Die Arbeitszeit beträgt 35 Stunden pro Woche bei vollem Gehalt, verteilt auf Montag bis Donnerstag mit jeweils 8 Stunden und 45 Minuten pro Tag. Die jüngere Generation habe sehr schnell gelernt, die Stunden innerhalb des Rahmens von 16 Stunden neu aufzuteilen.

Graf betont, dass die Leistung der Mitarbeiter durch die Einführung der 4-Tage-Woche nicht nachgelassen habe. Tatsächlich wurden die Geschäftsstellen freitags geschlossen und der Kundenservice an ein externes Telefonservicecenter ausgelagert, was zu keinen negativen Kundenreaktionen geführt hat. Der Freitag war ohnehin nie der vertriebsstärkste Tag.
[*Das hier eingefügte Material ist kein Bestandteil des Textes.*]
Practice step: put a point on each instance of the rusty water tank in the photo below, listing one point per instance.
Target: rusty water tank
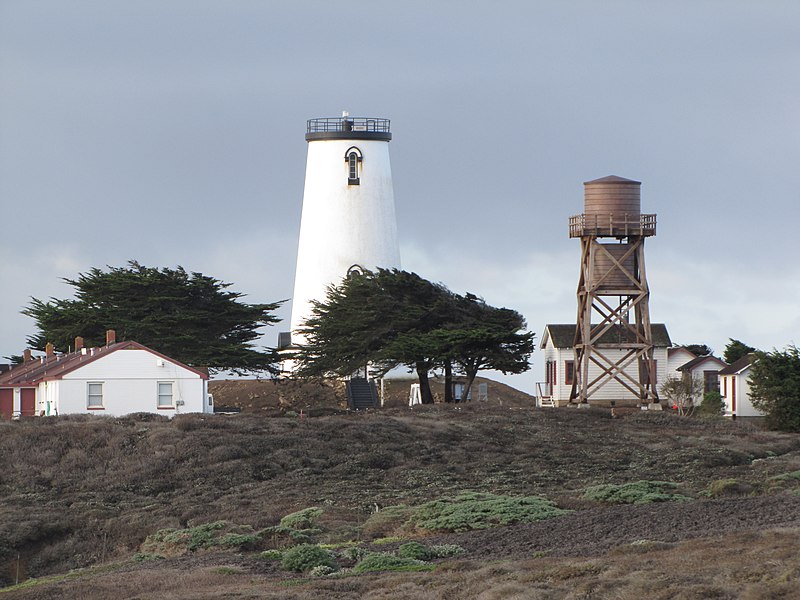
(612, 205)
Die Teilzeitquote liegt bei 35 % und sei ebenso einbezogen worden wie alle anderen. Das Projekt wurde in Zusammenarbeit mit Mitarbeitenden aus allen Fachbereichen, dem Betriebsrat und der Bereichsleitung entwickelt. Graf rät anderen Banken, ihre Prozesse zu verschlanken und die Arbeitszeitverteilung zu überprüfen. Er gibt zu, dass es Hürden gab, wie die Anpassung der Gleitzeitkonten und die Notwendigkeit, tarifvertragliche Bestimmungen zu beachten. Trotzdem wurde durch den Kulturwandel und das neue Mindset die Anzahl der Bewerbungen für vakante Stellen vervielfacht, unbesetzte Stellen wurden schnell besetzt und die Krankheitstage reduziert, ohne Produktivitätsverlust.

Graf berichtet von positiven Rückmeldungen der Mitarbeiter, die nun freitags persönliche Angelegenheiten erledigen können und ein echtes Wochenende genießen. Die 4-Tage-Woche wird regelmäßig im Monatsdialog mit dem Betriebsrat und durch Mitarbeiterbefragungen evaluiert, um sicherzustellen, dass sie weiterhin effektiv und vorteilhaft ist.

Carsten Graf, der seit Juli 2011 Vorstandssprecher der PSD Bank Braunschweig ist und über langjährige Erfahrung im Vertrieb und in der Personalverantwortung bei einer großen Genossenschaftsbank im Rheinland verfügt, zeigte durch diesen Vortrag eindrucksvoll, wie die 4-Tage-Woche im Bankwesen nicht nur möglich, sondern auch erfolgreich sein kann.